Additional Description: A reverse_connection cluster's HTTP/2 client codecs are the cluster's outbound link to a peer Envoy (the cluster sits on the sending side of a long-lived multiplexed tunnel). Without an explicit drain trigger those peers learn about the drain only when the TCP socket eventually closes, which defeats the point of a graceful drain.

/drain_listeners?graceful is intentionally NOT used as the trigger for two reasons:

  1. Coupling listener drain to cluster drain is novel in Envoy. No other extension wires server-wide drain into a cluster fan-out today; cluster-level drains happen via host removal, cluster removal, or explicit ClusterManager::drainConnections() calls.
  2. It creates a race window where in-flight egress requests on the draining server can fail with 503 because the listener and the upstream pool are draining in parallel.

An explicit admin verb lets the operator sequence drains:

POST /drain_listeners?graceful&inboundonly   # quiesce ingress
# (wait for egress to migrate to a sibling US)
POST /reverse_tunnel/drain_cluster           # GOAWAY all reverse tunnels
POST /drain_listeners?graceful               # full server drain + SIGTERM

What this change introduces

  • handlerDrainCluster(...) admin handler on ReverseTunnelAcceptorExtension. Iterates clusterManager().clusters().active_clusters_, finds clusters of type envoy.clusters.reverse_connection, and calls clusterManager().drainConnections(name, /*predicate=*/nullptr, ConnectionPool::DrainBehavior::NotifyPeerAndDrainExisting) on each. The ClusterManager fans the per-cluster drain out to every worker thread that holds a thread-local entry for the cluster.
  • fanOutDrainNotifyPeer() private helper containing the iterate-and-drain body.
  • One-shot guard drain_goaway_dispatched_: a repeat call to the admin endpoint returns "already drained" and is a no-op.
  • onServerInitialized() registers the handler via context_.admin()->addHandler("/reverse_tunnel/drain_cluster", ...) with mutates_server_state=true. Registration is conditional on admin.has_value() so the extension still builds in admin-disabled binaries.
  • When the runtime guard is disabled (the default), the handler returns 503 with a body explaining the guard is off. No drain is dispatched.

Risk Level

Low. The new code path is contained to clusters of type envoy.clusters.reverse_connection, only fires on an explicit admin call (no implicit triggers), and is default-off behind a runtime feature flag. The flag must be flipped on every process that should participate; existing deployments see no change.

Testing

Unit tests (3 new) in reverse_tunnel_acceptor_extension_test.cc:

  • AdminDrainClusterRespectsRuntimeFlag — flag off → 503 with explanatory body; no fan-out.
  • AdminDrainClusterFiresOnReverseConnectionClustersOnly — flag on; asserts drainConnections(NotifyPeerAndDrainExisting) is called on every envoy.clusters.reverse_connection cluster and is NOT called on a same-mock-test cluster of a different type.
  • AdminDrainClusterIsIdempotent — second call returns "already drained" and does NOT re-fire drainConnections.

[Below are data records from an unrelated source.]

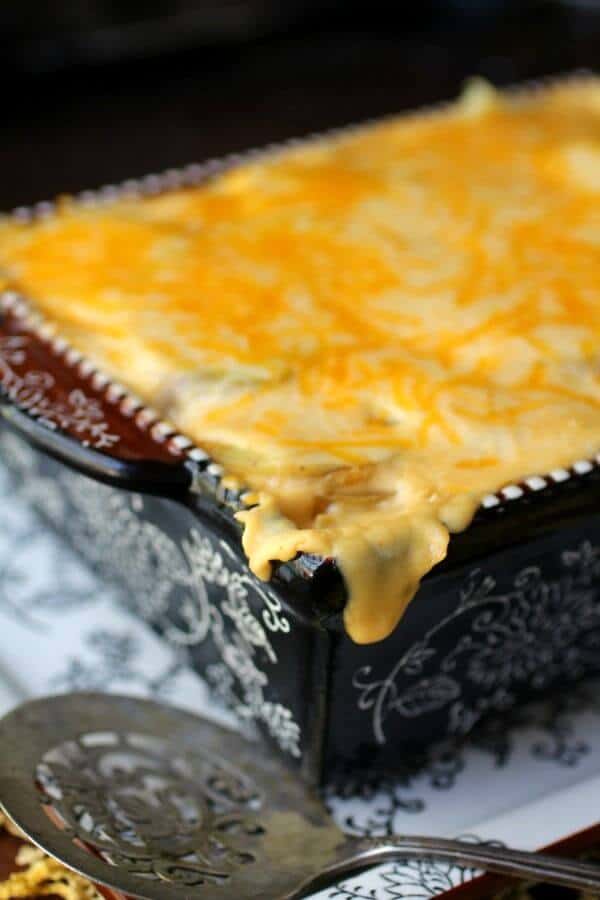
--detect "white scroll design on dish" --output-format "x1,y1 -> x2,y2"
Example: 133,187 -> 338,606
0,335 -> 119,450
0,433 -> 301,758
353,540 -> 600,745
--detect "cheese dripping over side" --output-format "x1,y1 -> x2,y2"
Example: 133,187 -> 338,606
0,78 -> 600,642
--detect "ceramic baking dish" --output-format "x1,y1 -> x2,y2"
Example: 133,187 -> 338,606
0,107 -> 600,781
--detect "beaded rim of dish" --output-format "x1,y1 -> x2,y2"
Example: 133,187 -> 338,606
0,290 -> 247,509
0,69 -> 600,520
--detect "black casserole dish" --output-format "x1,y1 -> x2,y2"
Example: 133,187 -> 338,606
0,86 -> 600,781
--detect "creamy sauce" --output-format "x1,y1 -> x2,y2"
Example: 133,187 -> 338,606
0,79 -> 600,643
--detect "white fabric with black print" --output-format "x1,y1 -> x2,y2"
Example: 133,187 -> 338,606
0,466 -> 600,900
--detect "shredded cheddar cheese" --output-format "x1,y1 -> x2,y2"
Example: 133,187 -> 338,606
0,813 -> 103,900
0,78 -> 600,642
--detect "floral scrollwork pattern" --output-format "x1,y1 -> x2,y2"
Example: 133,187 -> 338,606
353,540 -> 600,745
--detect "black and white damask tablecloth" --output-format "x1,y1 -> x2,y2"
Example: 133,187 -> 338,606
0,466 -> 600,900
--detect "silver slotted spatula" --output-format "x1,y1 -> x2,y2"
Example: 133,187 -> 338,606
0,693 -> 600,900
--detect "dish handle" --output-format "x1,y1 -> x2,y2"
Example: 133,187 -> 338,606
0,291 -> 193,496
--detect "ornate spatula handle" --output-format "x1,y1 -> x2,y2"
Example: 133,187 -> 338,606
308,835 -> 600,896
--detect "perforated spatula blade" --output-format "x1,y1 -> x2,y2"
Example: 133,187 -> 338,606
0,693 -> 600,900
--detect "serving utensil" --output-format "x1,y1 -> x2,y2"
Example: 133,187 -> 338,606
0,693 -> 600,900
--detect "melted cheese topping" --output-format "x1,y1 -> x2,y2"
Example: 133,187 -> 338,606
0,79 -> 600,642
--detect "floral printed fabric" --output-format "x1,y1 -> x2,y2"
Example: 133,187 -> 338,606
0,458 -> 600,900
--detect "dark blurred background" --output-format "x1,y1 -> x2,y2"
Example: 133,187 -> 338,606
0,0 -> 600,209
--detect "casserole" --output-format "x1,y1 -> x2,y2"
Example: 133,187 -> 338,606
2,75 -> 598,779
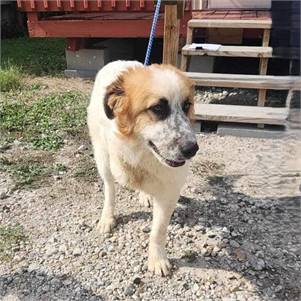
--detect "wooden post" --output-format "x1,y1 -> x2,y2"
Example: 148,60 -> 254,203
181,25 -> 193,71
257,29 -> 271,128
257,29 -> 271,107
163,2 -> 180,66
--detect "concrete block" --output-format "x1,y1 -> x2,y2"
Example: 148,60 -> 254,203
188,55 -> 214,73
65,39 -> 134,77
66,49 -> 108,70
217,123 -> 287,139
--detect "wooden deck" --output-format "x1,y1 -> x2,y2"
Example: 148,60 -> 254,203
195,103 -> 288,126
182,45 -> 273,58
192,10 -> 271,21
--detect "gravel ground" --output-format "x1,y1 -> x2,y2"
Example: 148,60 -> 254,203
0,130 -> 301,301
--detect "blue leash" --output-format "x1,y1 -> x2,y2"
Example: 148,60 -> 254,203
144,0 -> 161,66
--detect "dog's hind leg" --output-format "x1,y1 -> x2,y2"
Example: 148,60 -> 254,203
93,142 -> 116,233
139,191 -> 153,208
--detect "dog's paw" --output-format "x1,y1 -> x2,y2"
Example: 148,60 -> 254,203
139,192 -> 153,208
148,246 -> 171,276
97,217 -> 116,234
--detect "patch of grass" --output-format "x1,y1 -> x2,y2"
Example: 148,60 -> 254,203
1,37 -> 66,76
0,92 -> 86,150
0,66 -> 22,92
0,157 -> 50,188
0,225 -> 26,261
73,155 -> 98,182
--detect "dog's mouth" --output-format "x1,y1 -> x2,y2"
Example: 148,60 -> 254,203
148,141 -> 185,167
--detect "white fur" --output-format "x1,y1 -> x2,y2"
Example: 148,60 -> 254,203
88,61 -> 195,275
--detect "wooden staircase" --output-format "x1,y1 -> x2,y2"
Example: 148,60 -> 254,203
181,11 -> 301,127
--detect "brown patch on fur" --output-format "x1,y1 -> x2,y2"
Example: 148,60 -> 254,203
152,64 -> 195,122
107,64 -> 194,138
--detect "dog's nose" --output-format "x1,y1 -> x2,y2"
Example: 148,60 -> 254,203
180,142 -> 199,159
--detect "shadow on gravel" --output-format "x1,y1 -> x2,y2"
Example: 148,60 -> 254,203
0,269 -> 103,301
172,176 -> 301,301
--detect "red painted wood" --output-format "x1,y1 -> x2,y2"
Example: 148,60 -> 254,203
28,13 -> 190,38
19,0 -> 183,12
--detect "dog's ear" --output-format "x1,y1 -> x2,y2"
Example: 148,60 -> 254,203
104,75 -> 133,136
104,76 -> 125,119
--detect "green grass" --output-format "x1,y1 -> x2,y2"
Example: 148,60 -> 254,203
1,37 -> 66,76
73,154 -> 98,182
0,157 -> 51,188
0,66 -> 22,92
0,91 -> 86,150
0,225 -> 26,261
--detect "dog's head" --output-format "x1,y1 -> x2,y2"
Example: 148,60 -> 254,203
104,65 -> 198,167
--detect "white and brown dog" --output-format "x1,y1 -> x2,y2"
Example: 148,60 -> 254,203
88,61 -> 198,275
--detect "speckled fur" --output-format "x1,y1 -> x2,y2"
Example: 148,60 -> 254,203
88,61 -> 196,275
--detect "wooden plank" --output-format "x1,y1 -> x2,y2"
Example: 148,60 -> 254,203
188,19 -> 272,29
27,17 -> 164,38
182,45 -> 273,57
194,103 -> 288,125
163,4 -> 180,66
97,0 -> 102,8
186,72 -> 301,90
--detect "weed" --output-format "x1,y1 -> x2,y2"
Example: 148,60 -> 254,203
0,92 -> 86,150
0,225 -> 26,260
0,157 -> 49,188
73,155 -> 98,182
0,66 -> 22,92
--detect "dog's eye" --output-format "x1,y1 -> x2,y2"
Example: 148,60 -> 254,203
182,100 -> 192,114
149,98 -> 170,120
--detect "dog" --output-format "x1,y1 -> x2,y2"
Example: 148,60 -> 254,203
87,61 -> 199,276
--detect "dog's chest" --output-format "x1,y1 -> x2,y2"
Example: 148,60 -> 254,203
111,156 -> 156,189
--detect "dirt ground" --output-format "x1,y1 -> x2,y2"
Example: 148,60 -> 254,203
0,78 -> 301,301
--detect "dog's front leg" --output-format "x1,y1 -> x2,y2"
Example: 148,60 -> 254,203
148,198 -> 177,276
93,141 -> 116,233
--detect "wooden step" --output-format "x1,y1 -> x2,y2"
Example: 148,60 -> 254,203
186,72 -> 301,90
194,103 -> 288,125
182,44 -> 273,58
188,19 -> 272,29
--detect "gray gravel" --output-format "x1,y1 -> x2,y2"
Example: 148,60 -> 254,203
0,134 -> 301,301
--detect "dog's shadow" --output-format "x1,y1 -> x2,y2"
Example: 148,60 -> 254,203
119,176 -> 300,301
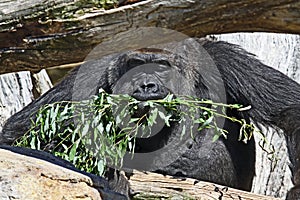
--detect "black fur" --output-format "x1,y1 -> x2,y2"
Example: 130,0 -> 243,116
0,39 -> 300,199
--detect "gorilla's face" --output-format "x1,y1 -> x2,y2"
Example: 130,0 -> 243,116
112,49 -> 200,101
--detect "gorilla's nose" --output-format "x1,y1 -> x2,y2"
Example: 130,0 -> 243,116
132,81 -> 167,101
140,82 -> 159,93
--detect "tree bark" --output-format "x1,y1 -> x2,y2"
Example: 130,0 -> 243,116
129,171 -> 279,200
0,0 -> 300,74
215,33 -> 300,198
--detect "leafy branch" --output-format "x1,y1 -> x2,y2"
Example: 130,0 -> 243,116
14,90 -> 270,175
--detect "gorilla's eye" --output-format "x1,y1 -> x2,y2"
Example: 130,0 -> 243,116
127,58 -> 146,68
154,60 -> 171,67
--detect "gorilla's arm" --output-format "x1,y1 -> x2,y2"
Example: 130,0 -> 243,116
203,41 -> 300,128
204,39 -> 300,200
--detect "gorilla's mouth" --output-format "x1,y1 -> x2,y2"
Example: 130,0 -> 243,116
132,101 -> 150,118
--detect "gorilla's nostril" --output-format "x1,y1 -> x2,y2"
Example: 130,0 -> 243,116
140,82 -> 159,93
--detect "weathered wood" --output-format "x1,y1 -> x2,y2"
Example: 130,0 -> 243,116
129,171 -> 282,200
0,0 -> 300,74
216,33 -> 300,199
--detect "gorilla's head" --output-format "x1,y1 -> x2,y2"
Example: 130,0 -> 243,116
73,40 -> 226,170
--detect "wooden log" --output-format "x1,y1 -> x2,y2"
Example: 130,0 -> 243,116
129,170 -> 279,200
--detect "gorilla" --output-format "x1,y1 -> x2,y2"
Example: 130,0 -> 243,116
0,38 -> 300,199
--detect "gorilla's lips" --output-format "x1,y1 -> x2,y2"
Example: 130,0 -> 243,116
132,101 -> 150,118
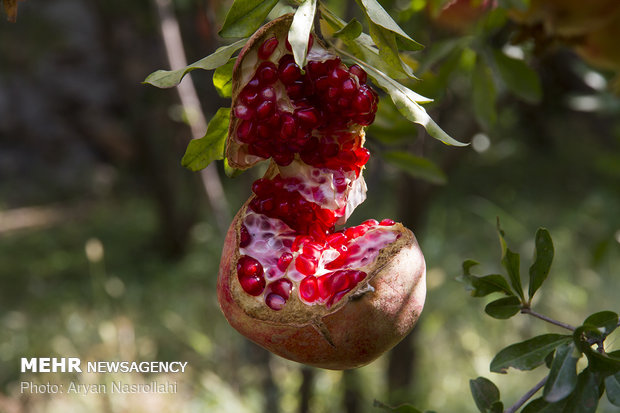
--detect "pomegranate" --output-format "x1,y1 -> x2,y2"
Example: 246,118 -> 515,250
217,15 -> 426,369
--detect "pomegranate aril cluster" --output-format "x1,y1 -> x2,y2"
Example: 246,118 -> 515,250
233,36 -> 378,168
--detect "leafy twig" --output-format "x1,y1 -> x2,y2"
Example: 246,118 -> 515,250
504,376 -> 549,413
521,307 -> 575,331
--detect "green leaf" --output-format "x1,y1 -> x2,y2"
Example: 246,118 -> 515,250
563,368 -> 602,413
341,51 -> 468,146
219,0 -> 278,37
373,400 -> 422,413
528,228 -> 554,301
334,17 -> 363,40
382,151 -> 447,185
213,58 -> 237,98
469,377 -> 502,413
484,295 -> 521,320
288,0 -> 316,67
369,21 -> 415,78
471,60 -> 497,129
490,334 -> 572,373
521,397 -> 567,413
492,50 -> 542,103
497,220 -> 525,301
359,0 -> 423,50
605,372 -> 620,407
143,39 -> 247,88
471,274 -> 521,296
543,342 -> 581,403
583,311 -> 618,338
181,108 -> 230,172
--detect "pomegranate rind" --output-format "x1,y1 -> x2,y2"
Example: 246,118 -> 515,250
217,200 -> 426,370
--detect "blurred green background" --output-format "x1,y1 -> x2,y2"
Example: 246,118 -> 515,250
0,0 -> 620,413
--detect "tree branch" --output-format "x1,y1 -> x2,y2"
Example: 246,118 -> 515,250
521,307 -> 575,331
504,376 -> 549,413
154,0 -> 231,234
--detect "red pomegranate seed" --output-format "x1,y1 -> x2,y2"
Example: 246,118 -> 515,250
256,62 -> 278,86
340,79 -> 357,96
256,100 -> 275,119
299,275 -> 319,302
260,86 -> 276,101
265,293 -> 286,311
278,252 -> 293,272
268,278 -> 293,300
295,255 -> 318,275
239,86 -> 258,107
355,148 -> 370,166
295,108 -> 319,128
237,120 -> 256,143
234,104 -> 254,120
258,36 -> 278,60
239,225 -> 252,248
349,65 -> 366,84
237,255 -> 265,296
362,219 -> 379,227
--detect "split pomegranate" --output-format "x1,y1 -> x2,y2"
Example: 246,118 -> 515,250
218,15 -> 426,369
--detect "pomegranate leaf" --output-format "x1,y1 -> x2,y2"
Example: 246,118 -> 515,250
383,151 -> 447,185
528,228 -> 554,301
490,334 -> 572,373
469,377 -> 503,413
484,295 -> 521,320
543,342 -> 581,403
142,39 -> 247,88
368,21 -> 415,78
492,50 -> 542,103
288,0 -> 316,67
605,372 -> 620,407
218,0 -> 278,37
3,0 -> 21,23
181,108 -> 230,172
497,219 -> 525,301
359,0 -> 423,50
213,58 -> 237,98
471,60 -> 497,129
334,17 -> 363,40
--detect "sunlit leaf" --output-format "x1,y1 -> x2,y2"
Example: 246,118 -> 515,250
219,0 -> 278,37
484,295 -> 521,320
334,17 -> 363,40
528,228 -> 554,300
469,377 -> 502,413
605,372 -> 620,407
359,0 -> 422,50
492,50 -> 542,103
213,59 -> 237,98
342,52 -> 467,146
543,342 -> 581,403
288,0 -> 316,67
382,151 -> 447,185
490,334 -> 572,373
143,39 -> 247,88
181,108 -> 230,171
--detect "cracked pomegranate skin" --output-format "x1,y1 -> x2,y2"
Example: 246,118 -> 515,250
217,15 -> 426,370
217,208 -> 426,370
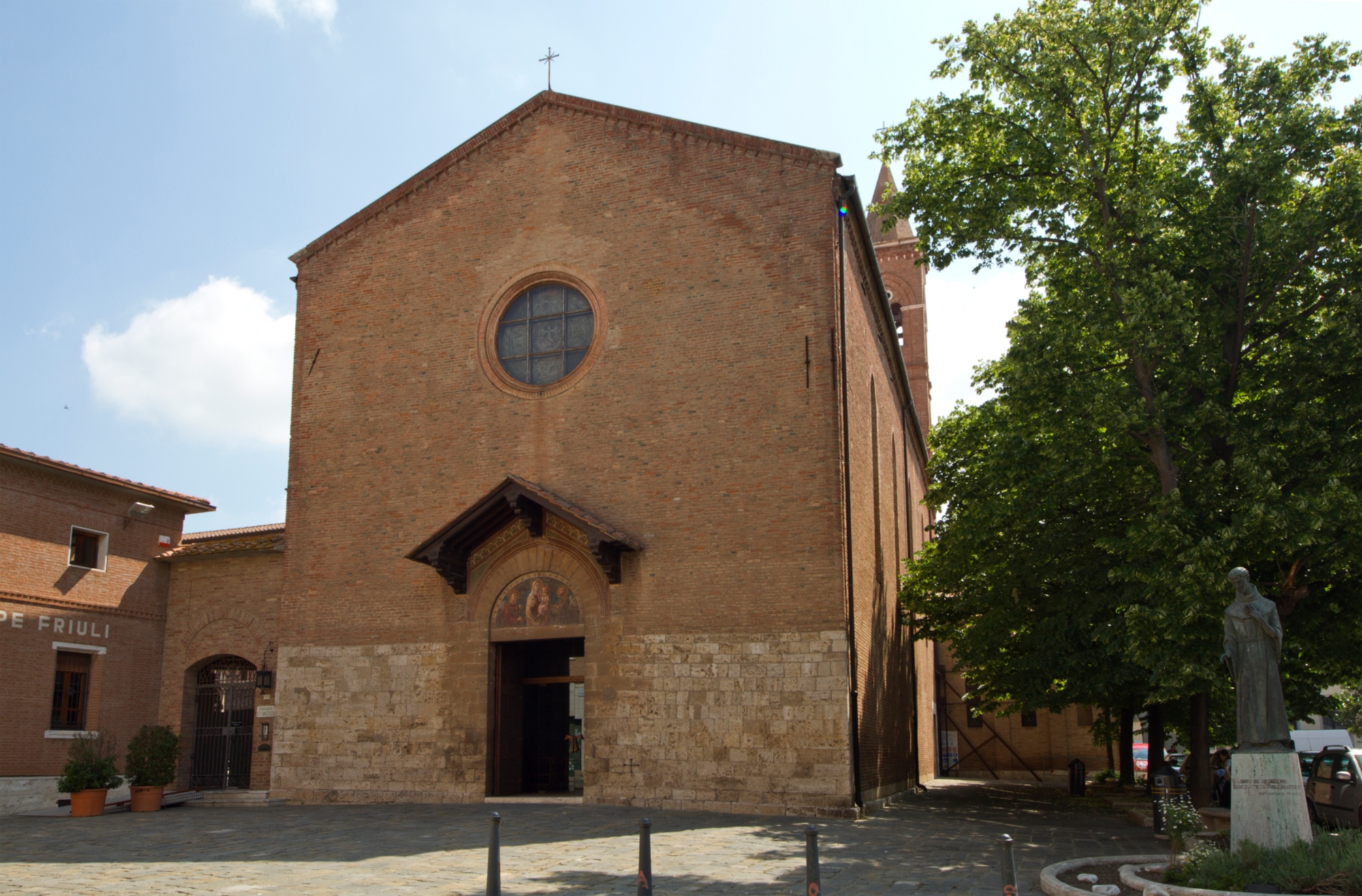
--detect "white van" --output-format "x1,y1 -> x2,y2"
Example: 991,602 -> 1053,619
1291,729 -> 1352,753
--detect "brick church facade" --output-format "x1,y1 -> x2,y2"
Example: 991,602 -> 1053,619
0,93 -> 937,816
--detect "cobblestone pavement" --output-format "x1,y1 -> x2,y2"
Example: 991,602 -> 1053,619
0,780 -> 1160,896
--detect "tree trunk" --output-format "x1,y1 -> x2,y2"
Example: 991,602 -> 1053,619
1102,707 -> 1115,772
1184,690 -> 1211,809
1144,703 -> 1163,790
1144,703 -> 1166,775
1120,707 -> 1135,787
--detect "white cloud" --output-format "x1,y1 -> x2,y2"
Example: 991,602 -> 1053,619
928,263 -> 1027,422
245,0 -> 336,34
80,278 -> 294,445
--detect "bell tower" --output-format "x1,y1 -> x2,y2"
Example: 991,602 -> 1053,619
866,165 -> 932,433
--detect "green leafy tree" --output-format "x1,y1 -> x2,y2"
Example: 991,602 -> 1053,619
878,0 -> 1362,795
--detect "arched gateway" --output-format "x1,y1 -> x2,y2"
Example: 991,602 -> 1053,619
489,572 -> 586,797
189,656 -> 256,790
407,475 -> 627,797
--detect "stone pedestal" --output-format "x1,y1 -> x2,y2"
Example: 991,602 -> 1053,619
1230,752 -> 1313,852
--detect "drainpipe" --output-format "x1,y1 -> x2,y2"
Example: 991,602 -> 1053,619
838,191 -> 864,809
893,411 -> 922,793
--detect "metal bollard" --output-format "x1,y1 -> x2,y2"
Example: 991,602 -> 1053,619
804,824 -> 823,896
488,812 -> 501,896
1069,758 -> 1088,797
639,818 -> 652,896
998,833 -> 1017,896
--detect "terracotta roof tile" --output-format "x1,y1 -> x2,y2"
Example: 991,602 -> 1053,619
158,530 -> 285,560
180,523 -> 283,545
0,445 -> 218,513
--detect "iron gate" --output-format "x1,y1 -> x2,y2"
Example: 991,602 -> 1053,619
189,656 -> 255,790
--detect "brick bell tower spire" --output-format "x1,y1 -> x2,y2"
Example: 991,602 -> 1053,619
865,165 -> 932,433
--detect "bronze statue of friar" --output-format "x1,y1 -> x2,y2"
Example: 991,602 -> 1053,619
1220,566 -> 1295,753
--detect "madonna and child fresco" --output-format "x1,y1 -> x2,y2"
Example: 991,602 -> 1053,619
492,576 -> 582,629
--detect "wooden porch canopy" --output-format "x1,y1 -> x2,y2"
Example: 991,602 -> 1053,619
406,473 -> 643,594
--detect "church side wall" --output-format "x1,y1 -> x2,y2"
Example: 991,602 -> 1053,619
274,106 -> 850,812
844,215 -> 933,801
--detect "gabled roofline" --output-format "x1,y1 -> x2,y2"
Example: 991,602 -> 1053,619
289,90 -> 842,264
406,473 -> 643,594
0,445 -> 218,513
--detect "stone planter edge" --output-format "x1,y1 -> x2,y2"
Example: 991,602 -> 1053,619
1041,855 -> 1171,896
1121,857 -> 1261,896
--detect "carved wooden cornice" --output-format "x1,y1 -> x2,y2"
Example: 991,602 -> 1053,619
406,474 -> 643,594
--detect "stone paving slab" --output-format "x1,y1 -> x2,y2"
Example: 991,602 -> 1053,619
0,780 -> 1159,896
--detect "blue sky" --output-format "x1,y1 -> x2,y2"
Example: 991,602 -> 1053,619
0,0 -> 1362,530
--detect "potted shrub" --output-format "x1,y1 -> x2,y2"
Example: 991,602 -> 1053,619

Manual end-to-end validation with two real Envoy processes (upstream + downstream reverse-tunnel pair), with the runtime guard enabled. POST /reverse_tunnel/drain_cluster on the upstream causes cluster.reverse_connection_cluster.http2.goaway_sent to increment for every tunnel and the downstream's drain-aware HCM filter (PR3) to observe the peer GOAWAY. With the guard disabled, the handler returns 503 and no drain is dispatched.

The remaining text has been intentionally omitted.